Northwest Arkansas Democrat-Gazette
Damage of derangement
New York Times columnist Bret Stephens wrote a column this week about the damage, as a “Never Trumper” sees it, wrought by the 45th president.
He began by telling of a secret meeting between a Never Trumper group of conservative writers and outgoing President Obama, and then admitted that all the wildly exaggerated worries they expressed about a Trump presidency were baseless.
Considering that none of the litany of “unjustified fears about the consequence of his governance” — including thermonuclear war as a “plausible outcome” of his election — ever happened has convinced some of his fellow Never Trumpers that “there’s more than a touch of derangement to those of us who oppose him,” he wrote.
Stephens listed the Never Trumper cabal’s other failed predictions — a stock market crash, Russian control through blackmail, loss of free press and Trump-appointed judges trampling the rule of law — and they all sound laughable now. In some instances, the opposite happened. To unblinded-with-Trump-hate conservatives, they were laughable then, too.
Stephens himself remains proudly unrepentant. Despite the Never Trumper Chicken Littles being absolutely wrong about all their unfounded, sky-is-falling forecasts with Trump in the White House, Stephens argued that the main damage Trump caused was invisible. Specifically, he said Trump corroded social trust.
What Stephens discounts and ignores is the worse corrosion of trust caused by Never Trumpers.
“Conservative Never Trumpers” was always an oxymoron. To prefer an ultra-liberal or -leftist over Trump was never anything but a blatant betrayal of conservative values. It elevated personal antipathy to the man occupying the office above principled protection and preservation of the office itself.
It was, as Stephens relayed, a professional dereliction that allowed irrational subjective hostility to prevail at a time when what the country needed most was rational determination to try and help Trump be a better president than anyone thought he could be.
Understandably, Never Trumpers downplay the damage they wrought. As if Trump’s blustery tendency to over-exaggerate (like many politicians) excused their declarations of absurd hyperbole in order to unjustly inflame public fears of him.
Voters didn’t have to like Trump to oppose Hillary Clinton or Bernie Sanders. The “Never” designation applies naturally across ideology. Never Trump Democrats are normal, just as Never Obama Republicans were, just as Never Jefferson Federalists and Never Hamilton Democratic-Republicans were.
The supreme political treachery — defined as the truest and most deceitful betrayal of trust — was carried out by conservative Never Trump writers who put hatred of Trump ahead of love for and fidelity to conservative doctrine.

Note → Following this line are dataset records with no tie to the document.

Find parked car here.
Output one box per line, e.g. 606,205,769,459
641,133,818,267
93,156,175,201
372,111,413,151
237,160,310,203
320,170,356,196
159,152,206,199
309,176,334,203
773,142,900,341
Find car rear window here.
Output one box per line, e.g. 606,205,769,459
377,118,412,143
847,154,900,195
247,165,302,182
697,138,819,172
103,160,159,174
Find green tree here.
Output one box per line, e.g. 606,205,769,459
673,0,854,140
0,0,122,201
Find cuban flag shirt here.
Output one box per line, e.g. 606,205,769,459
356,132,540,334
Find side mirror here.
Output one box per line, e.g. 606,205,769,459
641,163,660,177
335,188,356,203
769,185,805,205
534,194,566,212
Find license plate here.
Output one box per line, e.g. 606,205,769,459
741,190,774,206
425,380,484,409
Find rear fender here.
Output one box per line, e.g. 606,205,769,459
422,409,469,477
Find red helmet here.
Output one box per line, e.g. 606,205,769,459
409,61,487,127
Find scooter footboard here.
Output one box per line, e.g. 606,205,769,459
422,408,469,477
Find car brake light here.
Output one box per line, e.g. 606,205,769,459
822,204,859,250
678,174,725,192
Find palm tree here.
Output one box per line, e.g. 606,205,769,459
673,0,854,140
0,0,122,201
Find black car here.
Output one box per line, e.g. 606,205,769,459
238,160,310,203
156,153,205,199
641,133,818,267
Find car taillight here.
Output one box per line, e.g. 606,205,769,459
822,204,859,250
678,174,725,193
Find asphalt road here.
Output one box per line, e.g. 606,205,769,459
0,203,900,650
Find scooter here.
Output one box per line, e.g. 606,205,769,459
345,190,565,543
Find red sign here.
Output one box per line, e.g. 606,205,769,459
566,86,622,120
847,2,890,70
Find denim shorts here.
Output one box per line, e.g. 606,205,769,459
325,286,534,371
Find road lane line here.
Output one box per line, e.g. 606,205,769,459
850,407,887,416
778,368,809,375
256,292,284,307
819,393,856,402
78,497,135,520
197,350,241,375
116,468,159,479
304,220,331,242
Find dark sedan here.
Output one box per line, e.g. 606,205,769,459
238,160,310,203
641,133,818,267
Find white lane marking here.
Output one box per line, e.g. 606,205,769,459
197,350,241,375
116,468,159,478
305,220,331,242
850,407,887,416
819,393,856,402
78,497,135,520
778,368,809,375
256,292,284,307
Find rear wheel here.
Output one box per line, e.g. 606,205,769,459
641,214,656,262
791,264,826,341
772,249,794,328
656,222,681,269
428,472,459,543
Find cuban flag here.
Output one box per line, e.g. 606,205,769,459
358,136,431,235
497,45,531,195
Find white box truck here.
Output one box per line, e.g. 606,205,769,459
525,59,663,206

They abandoned truthful opposition as insufficient, and put their emotional distaste ahead of their objective obligation, which was not only a bad example to set, but also a shameful sabotage of trust. Once conservatives can no longer trust their leading writers as vocal loyalists to principle, that leads to the very destruction of social trust Stephens wants to blame on Trump.
Consorting with the political and ideological enemy will have consequences. Stephens disingenuously dismisses that Trump was “easily kept within the four corners of our constitutional system” as a valid reason for Never Trumpers to confess their derangement.
But Never Trumpers always knew a president does not enjoy unilateral powers; our Constitution’s checks and balances ensure that, for Trump and every other president. Stephens capably pointed out how Congress, the courts, the bureaucracy, the press and the electorate all mitigated expressed presidential goals in Trump’s case. That always happens, as less deranged conservative writers argued at the time.
The compromises necessitated by our check-and-balance system are the core strength of the republic. The deep harm caused by subversive conservatives in the shallow name of Never Trumpism goes to the root of integrity in that system. Their Trump blinders basically forced them to believe — and to try and convince all conservatives — that no ridiculous or irresponsible liberal idea could be worse than a Trump presidency.
We’ll soon find out about that.
Perhaps most dreadful of all, leading Never Trumper writers foisted the most vile form of ad hominem divisiveness upon their readership. Directing criticism solely against a person rather than the position or opinion being maintained invites descent into viciousness on all sides of any argument.
The anti-Trump vitriol might have died out from its own partisanship, as following previous elections, had Never Trumpers not poured gas on the fire. They didn’t merely allow the unprecedented, unfairly biased media treatment of a president, they encouraged it with glee.
Trump’s list of conservative achievements is substantial, like him personally or not. Conservatives should appreciate that Stephens is finally coming clean about how misleading Never Trumpers were with their harebrained hyperbole. But when you throw the game against your own team, public regret after the fact doesn’t undo the damage.
Conservative Never Trumpers who are not more innately ardent Never Bideners are political narcissists. Their self-absorbed, seismic distrust of conservative voters is a far greater destructive social breach than Trump’s, or anyone’s, individual unlikable traits.
It’s refreshing that some Never Trumpers have owned up to their derangement. But it’s the opposite of admirable that they gave in to it in the first place.
Dana D. Kelley is a freelance writer from Jonesboro.